# Need a better sun shade for Chicco Keyfit 30



## Beauchamp (Jan 12, 2009)

Not technically "safety", unless you count sun safety







...I'm looking for something like a sun shade clip-on or something to extend the woefully lacking, awfully small sun shade on our Chicco Keyfit 30. To clarify, this is for use when it's used with the snap n go stroller, NOT in the car (I don't think that would be safe, correct?)

We went to the zoo yesterday and the sun was awful. DS was sleeping, so we put him on top of a cotton blanket in the car seat/snap n go and pushed him through some limited shady areas.
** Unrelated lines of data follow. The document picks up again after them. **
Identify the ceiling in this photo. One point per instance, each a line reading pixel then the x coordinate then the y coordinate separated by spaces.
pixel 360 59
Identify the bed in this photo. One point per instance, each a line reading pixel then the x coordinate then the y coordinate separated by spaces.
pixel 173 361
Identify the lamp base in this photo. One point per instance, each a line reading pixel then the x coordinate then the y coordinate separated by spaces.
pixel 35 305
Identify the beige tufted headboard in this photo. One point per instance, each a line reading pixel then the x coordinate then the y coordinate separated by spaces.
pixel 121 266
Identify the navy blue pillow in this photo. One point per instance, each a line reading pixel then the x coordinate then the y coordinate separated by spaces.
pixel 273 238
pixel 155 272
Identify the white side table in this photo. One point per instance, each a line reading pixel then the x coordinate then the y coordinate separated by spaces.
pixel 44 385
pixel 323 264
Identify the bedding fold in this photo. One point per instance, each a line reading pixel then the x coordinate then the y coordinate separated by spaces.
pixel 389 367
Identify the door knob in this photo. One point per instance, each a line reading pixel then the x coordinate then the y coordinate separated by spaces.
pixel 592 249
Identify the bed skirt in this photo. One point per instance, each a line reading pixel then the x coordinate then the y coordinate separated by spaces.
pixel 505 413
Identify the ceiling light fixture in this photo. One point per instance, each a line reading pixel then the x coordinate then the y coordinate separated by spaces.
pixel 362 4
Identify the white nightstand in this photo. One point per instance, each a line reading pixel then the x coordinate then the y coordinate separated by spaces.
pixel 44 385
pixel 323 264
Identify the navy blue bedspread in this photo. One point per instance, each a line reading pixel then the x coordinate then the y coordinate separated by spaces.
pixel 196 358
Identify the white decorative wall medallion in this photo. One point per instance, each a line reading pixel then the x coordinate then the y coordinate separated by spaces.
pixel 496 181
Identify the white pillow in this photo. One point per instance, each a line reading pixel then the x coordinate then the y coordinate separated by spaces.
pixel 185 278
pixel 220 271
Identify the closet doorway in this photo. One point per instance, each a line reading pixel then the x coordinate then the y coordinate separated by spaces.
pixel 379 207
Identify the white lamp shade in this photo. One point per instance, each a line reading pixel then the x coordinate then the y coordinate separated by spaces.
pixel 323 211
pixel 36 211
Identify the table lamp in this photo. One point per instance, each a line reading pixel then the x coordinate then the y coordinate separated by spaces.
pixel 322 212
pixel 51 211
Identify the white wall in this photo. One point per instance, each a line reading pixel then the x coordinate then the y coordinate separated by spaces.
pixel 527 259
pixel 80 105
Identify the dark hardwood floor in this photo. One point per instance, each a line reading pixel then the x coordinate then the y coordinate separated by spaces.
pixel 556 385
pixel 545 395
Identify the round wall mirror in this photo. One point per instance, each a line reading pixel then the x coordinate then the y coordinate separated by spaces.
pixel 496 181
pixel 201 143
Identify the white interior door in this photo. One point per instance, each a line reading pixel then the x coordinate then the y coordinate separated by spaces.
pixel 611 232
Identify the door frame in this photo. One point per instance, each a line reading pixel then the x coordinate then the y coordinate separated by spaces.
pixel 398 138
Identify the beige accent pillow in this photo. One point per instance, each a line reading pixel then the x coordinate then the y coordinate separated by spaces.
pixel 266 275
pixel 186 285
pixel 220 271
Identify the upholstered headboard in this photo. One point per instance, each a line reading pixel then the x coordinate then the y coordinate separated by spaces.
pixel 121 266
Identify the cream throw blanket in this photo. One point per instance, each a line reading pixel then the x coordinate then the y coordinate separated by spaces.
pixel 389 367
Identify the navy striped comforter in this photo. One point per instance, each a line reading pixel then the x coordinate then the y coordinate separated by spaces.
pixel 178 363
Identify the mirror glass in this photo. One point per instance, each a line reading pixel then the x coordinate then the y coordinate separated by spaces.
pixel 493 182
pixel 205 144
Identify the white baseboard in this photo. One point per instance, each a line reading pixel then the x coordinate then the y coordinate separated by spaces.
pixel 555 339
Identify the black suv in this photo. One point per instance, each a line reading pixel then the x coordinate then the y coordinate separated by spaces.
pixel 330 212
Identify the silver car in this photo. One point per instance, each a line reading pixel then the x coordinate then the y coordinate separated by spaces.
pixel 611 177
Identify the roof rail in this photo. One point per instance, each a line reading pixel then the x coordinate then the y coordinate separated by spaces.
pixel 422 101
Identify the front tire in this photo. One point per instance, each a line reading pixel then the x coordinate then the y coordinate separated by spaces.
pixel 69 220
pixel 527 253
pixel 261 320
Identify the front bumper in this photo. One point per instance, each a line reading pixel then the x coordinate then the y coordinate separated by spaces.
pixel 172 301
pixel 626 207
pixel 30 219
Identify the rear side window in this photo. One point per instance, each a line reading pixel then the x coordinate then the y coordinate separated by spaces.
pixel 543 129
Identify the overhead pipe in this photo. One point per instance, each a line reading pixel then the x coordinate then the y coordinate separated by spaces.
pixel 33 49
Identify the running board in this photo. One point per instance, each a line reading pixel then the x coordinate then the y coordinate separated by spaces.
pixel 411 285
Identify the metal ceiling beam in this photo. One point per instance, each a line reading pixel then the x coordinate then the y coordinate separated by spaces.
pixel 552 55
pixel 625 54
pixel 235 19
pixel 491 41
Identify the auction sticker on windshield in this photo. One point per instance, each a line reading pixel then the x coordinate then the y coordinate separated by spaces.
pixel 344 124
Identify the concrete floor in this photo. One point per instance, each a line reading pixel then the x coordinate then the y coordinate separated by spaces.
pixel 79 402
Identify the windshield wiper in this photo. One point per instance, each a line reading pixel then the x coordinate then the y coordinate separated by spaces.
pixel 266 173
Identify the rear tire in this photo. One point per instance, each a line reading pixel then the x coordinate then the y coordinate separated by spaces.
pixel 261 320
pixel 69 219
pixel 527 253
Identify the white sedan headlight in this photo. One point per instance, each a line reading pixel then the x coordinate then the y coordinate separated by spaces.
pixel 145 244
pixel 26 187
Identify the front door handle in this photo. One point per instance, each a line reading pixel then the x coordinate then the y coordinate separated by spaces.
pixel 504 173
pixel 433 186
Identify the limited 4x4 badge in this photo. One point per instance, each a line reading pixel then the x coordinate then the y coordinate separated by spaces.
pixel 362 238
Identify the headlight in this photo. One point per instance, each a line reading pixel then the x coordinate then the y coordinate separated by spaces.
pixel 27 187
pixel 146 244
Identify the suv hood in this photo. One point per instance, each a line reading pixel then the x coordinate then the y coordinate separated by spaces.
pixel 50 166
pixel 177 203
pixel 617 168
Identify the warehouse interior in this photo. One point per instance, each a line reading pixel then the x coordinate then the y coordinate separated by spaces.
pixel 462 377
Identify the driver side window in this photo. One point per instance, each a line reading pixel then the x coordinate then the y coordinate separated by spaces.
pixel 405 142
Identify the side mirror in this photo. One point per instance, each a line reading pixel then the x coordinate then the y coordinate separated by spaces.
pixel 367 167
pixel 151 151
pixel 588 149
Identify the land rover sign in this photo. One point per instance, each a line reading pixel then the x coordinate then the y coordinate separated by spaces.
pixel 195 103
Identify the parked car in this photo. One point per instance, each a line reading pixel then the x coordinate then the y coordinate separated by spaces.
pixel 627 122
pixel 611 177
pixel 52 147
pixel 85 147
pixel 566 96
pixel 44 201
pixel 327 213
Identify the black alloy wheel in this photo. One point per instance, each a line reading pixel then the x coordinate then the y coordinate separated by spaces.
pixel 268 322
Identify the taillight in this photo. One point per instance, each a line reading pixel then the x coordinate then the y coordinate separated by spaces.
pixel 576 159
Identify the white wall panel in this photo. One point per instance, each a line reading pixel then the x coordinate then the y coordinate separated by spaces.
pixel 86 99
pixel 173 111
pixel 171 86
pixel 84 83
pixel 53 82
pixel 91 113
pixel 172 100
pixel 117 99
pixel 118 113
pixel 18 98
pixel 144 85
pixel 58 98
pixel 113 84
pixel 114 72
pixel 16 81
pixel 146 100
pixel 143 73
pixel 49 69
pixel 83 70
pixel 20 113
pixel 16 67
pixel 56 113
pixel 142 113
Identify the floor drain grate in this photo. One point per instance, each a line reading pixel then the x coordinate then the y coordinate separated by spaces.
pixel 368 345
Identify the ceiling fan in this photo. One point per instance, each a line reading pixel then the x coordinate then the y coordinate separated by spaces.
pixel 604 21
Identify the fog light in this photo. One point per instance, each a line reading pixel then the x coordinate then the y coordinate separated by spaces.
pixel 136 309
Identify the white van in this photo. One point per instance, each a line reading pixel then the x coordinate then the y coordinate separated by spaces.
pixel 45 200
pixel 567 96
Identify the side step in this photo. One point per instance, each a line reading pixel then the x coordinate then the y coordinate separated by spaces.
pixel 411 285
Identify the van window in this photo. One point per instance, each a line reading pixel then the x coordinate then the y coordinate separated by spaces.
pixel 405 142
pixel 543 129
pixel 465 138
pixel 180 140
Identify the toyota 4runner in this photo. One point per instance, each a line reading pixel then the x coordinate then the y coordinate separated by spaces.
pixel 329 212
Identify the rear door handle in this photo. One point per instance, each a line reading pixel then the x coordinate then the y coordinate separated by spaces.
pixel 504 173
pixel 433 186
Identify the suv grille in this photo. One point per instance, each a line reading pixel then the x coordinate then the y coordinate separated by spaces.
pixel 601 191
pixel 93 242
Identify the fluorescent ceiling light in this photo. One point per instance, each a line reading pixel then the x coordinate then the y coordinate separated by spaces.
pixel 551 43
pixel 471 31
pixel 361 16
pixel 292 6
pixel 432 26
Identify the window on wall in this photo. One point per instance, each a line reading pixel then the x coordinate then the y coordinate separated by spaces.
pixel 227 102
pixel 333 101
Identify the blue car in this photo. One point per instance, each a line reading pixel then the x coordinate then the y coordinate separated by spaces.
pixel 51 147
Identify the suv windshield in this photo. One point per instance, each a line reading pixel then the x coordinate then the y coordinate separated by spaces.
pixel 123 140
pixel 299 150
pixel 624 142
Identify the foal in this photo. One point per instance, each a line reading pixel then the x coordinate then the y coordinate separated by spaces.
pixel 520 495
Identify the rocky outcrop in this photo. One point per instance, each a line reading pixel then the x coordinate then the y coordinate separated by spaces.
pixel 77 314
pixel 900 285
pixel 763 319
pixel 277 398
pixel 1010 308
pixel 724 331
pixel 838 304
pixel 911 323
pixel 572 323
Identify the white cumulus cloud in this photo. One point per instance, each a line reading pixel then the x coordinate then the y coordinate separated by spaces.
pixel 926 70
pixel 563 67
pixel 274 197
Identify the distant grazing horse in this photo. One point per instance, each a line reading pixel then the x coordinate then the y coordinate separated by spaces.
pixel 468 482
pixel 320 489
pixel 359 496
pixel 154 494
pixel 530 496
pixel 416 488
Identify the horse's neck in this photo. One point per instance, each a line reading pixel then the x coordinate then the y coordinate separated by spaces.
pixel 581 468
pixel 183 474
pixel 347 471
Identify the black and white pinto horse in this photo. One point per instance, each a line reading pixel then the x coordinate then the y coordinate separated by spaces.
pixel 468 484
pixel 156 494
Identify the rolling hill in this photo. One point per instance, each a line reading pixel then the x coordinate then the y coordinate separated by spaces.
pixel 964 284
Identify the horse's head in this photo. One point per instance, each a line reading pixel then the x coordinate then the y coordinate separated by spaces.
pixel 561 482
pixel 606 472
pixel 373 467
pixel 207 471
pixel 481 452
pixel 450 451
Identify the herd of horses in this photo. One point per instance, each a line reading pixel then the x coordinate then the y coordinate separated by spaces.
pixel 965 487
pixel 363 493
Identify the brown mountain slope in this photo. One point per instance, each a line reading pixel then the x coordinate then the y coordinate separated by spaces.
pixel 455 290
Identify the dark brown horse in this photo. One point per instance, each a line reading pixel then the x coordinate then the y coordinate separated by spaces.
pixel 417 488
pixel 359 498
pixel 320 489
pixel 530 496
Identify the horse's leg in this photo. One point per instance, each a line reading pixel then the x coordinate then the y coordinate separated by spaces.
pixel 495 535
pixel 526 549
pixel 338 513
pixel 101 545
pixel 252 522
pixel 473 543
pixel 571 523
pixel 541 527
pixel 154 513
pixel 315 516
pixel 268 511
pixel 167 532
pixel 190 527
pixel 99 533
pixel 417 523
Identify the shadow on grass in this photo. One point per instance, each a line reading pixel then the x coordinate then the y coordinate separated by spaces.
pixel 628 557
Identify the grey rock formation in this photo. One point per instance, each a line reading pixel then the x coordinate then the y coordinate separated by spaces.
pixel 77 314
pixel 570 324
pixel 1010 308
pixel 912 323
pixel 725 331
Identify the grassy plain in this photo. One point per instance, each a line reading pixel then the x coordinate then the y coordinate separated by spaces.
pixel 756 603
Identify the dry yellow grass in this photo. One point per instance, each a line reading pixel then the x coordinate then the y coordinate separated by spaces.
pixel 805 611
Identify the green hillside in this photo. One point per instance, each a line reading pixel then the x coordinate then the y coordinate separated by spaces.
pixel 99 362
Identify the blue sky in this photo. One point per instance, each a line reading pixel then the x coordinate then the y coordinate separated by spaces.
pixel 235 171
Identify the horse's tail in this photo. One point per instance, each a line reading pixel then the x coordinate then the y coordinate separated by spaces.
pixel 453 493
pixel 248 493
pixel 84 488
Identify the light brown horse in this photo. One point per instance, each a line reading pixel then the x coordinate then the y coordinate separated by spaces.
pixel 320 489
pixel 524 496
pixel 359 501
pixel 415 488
WHen we went through a ton of sun I held a muslin blanket over him. It was a royal pain. I figured he'd sweat way too much in our Beco, but I really need a good shade since we have a vacation coming up, and I'd like to have the option of him laying down to sleep but in a way so he can still feel some breeze (i.e. not draping the blanket over him)

Ideas?


----------



## LaughingHyena (May 4, 2004)

We had a parasol similar to this http://www.toysrus.com/product/index.jsp?productId=10954758

Ours had a clip which you would leave on the pushchair, even when folded. The parasol stem just twisted into it. It was a nice addition to the hood on the pushchair as it could be angled to give the most shade, I also liked being able to easily switch it between pushchairs (we had a single and a double)

The ray shade ones always looked like they gave good protection to me but they need to fit over the hood of the pushchair so I'm not sure if they would work with a car seat frame.


----------